そして、雲ひとつない青空に、巨大な映像が映し出された。いよいよ始まるんだ。くぅ〜っ、ワクワクしてきた〜。
◇◆◇◆◇
ここは、リースリング村。
ほとんどの住人がぶどう栽培で生計を立てている、田舎の小さな村だ。冬の寒さは厳しい。雪が積もって、外に出られなくなる年もある。
僕の生まれた家も、ぶどう農家だ。今、僕は家の手伝いをしながら、スピカという街の魔導学校に通っている。魔導士になるためではない。将来、役に立つかもしれないからなんだ。
そもそもまだ、僕の【ジョブ】はわからない。十三歳になったら、すべての人に、神官から【ジョブ】の印が授けられる。だから、明日になればわかるはずだ。
この【ジョブ】というものは、生涯務めなければならない仕事や役割なのだそうだ。生まれたときには、既に決められているらしい。
でも、成人である十三歳になるまでは、印は現れない。様々な知識を広く身につけるためだそうだ。
おそらく僕の【ジョブ】は生産職だと思う。なぜなら、親と同じものを与えられることが多いからだ。

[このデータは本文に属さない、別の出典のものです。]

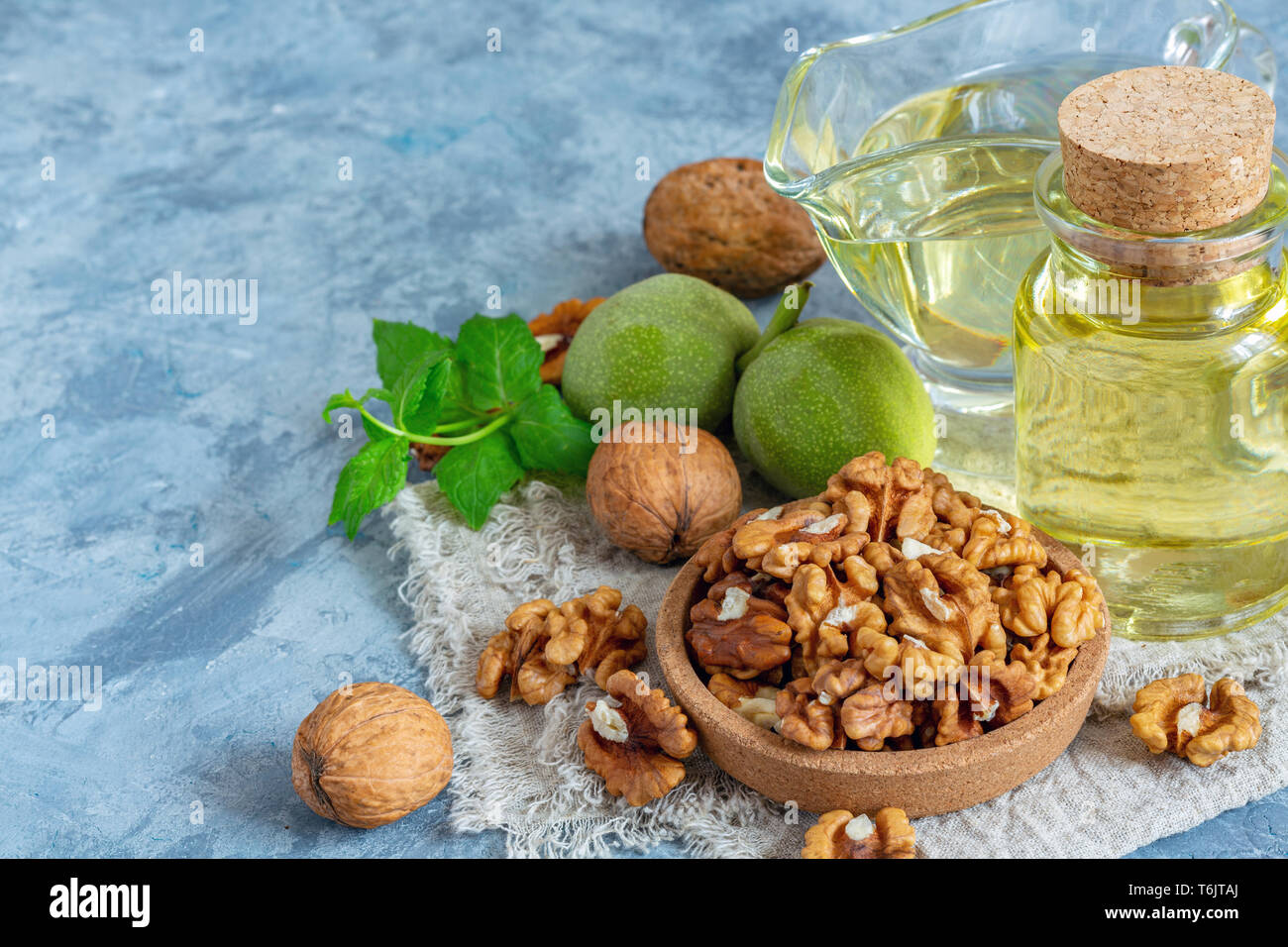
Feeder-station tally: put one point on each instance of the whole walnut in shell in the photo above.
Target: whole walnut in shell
(372, 755)
(661, 489)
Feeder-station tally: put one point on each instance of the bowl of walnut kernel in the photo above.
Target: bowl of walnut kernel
(888, 642)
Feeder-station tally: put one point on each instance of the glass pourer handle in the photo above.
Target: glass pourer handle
(1253, 58)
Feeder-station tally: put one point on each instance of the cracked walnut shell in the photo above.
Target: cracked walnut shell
(370, 754)
(1171, 715)
(842, 835)
(662, 489)
(636, 740)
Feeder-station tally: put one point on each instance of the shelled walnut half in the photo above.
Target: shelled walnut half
(545, 647)
(840, 834)
(636, 740)
(1177, 715)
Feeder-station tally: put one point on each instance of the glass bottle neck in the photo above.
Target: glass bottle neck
(1120, 294)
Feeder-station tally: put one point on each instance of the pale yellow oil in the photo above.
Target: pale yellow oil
(928, 218)
(1159, 450)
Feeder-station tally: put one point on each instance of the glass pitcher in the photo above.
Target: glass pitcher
(914, 153)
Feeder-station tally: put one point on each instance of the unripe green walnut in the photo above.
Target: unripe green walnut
(669, 342)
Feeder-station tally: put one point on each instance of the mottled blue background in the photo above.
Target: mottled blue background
(471, 170)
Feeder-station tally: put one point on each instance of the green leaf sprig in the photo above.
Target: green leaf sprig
(482, 395)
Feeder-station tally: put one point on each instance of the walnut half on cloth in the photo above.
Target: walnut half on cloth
(1177, 714)
(545, 647)
(841, 835)
(635, 740)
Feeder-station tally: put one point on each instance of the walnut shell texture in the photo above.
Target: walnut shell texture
(655, 499)
(372, 755)
(720, 222)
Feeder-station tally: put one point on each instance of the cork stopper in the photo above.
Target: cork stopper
(1167, 149)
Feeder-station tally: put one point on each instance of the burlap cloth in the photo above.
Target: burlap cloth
(518, 768)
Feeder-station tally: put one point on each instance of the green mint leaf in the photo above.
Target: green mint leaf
(343, 399)
(400, 343)
(501, 361)
(374, 433)
(548, 436)
(417, 397)
(370, 479)
(475, 475)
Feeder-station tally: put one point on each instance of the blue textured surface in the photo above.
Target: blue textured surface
(514, 169)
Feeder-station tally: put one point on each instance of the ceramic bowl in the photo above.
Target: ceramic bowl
(921, 783)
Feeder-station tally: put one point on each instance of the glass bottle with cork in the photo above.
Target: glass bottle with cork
(1151, 351)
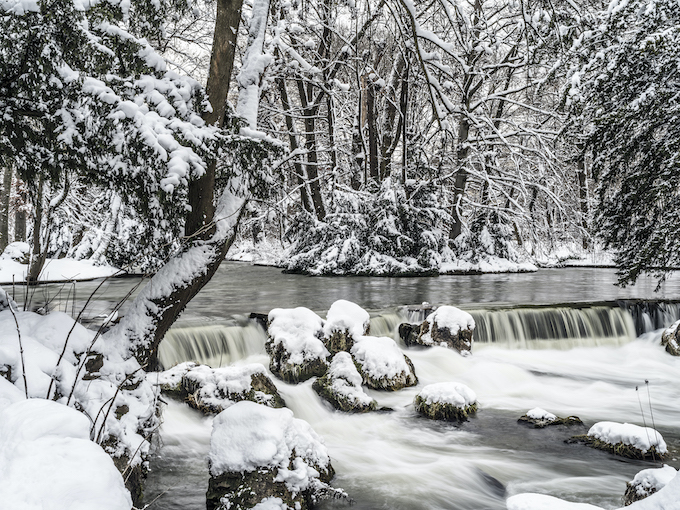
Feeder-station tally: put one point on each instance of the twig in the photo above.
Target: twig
(21, 350)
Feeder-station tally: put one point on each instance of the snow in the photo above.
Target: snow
(451, 393)
(250, 436)
(56, 270)
(642, 438)
(668, 498)
(299, 331)
(44, 338)
(543, 502)
(47, 461)
(346, 380)
(652, 480)
(540, 414)
(379, 357)
(218, 386)
(452, 318)
(345, 315)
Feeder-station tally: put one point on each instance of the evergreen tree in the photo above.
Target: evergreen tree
(627, 91)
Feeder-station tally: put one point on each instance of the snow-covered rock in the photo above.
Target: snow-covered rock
(341, 386)
(47, 461)
(447, 326)
(212, 390)
(670, 339)
(647, 482)
(448, 401)
(667, 498)
(382, 364)
(266, 457)
(540, 418)
(543, 502)
(626, 440)
(345, 321)
(295, 344)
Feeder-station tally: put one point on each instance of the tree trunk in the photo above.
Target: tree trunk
(292, 139)
(201, 193)
(38, 254)
(212, 227)
(4, 207)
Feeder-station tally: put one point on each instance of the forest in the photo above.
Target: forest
(381, 138)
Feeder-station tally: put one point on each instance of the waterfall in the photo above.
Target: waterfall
(215, 344)
(554, 328)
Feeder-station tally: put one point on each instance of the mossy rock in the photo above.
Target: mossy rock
(443, 411)
(569, 421)
(242, 491)
(670, 340)
(398, 382)
(262, 391)
(339, 341)
(324, 388)
(620, 449)
(293, 373)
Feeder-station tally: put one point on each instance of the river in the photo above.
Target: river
(398, 460)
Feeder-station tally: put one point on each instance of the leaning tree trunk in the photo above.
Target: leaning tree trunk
(4, 205)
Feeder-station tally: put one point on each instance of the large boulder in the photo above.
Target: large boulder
(625, 440)
(647, 482)
(382, 364)
(345, 321)
(212, 390)
(540, 418)
(447, 401)
(341, 386)
(296, 345)
(670, 339)
(447, 326)
(261, 456)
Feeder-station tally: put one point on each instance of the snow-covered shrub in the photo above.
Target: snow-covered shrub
(345, 321)
(259, 454)
(382, 364)
(540, 418)
(647, 482)
(48, 461)
(626, 440)
(487, 246)
(295, 344)
(446, 401)
(341, 386)
(389, 232)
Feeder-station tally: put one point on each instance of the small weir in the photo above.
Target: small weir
(218, 343)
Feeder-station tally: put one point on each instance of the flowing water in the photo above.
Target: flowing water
(566, 340)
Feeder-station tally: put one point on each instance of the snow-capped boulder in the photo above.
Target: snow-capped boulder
(295, 344)
(212, 390)
(341, 386)
(540, 418)
(170, 381)
(626, 440)
(345, 321)
(447, 326)
(448, 401)
(670, 339)
(48, 461)
(382, 364)
(261, 457)
(647, 482)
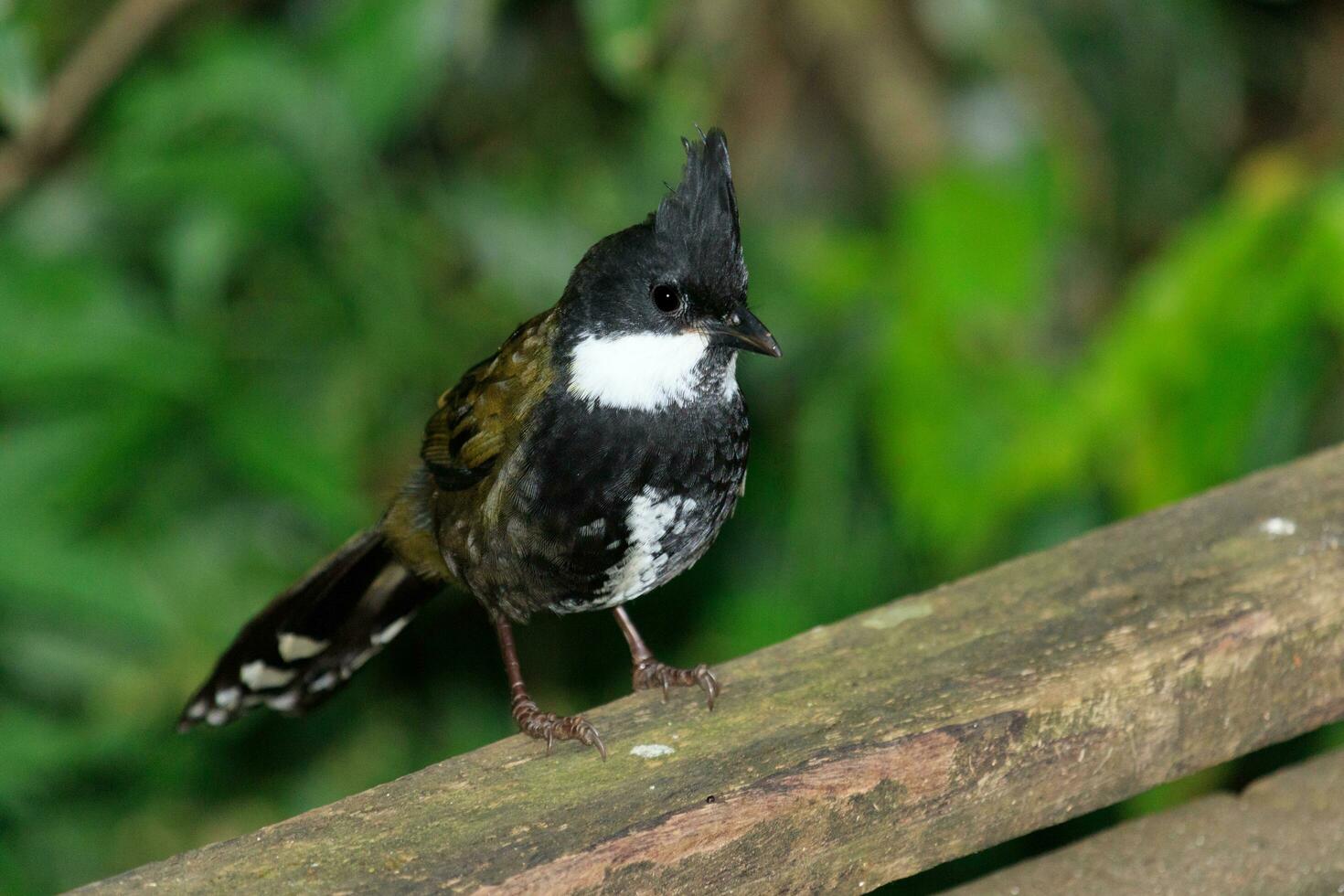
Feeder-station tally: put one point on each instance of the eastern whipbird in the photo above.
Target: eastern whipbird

そして、生産職の中の何になるかは、ランダムなのだそうだ。親と同じなら『農家』になる。
生産職は、魔法の能力が高い方が【ジョブ】のレベルが上がりやすい。だから、僕は今、魔導学校に通わされているんだ。
だけど、僕には野望がある。
ある日、魔導学校で聞いたハンターの英雄伝に、僕は衝撃を受けた。この学校の卒業生には、凄腕のハンターが何人もいるそうだ。
その中でも特に印象的だったのが、最年少の二十五歳で極級に到達した、ゼクトさんのエピソードだ。まだ若いのに、すでに伝説のハンターと呼ばれているらしいんだ。
この日を境に、僕は変わった。
生産職しか知らなかった僕にとって『ハンター』は、キラキラと輝く、まぶしすぎる憧れの対象となったんだ。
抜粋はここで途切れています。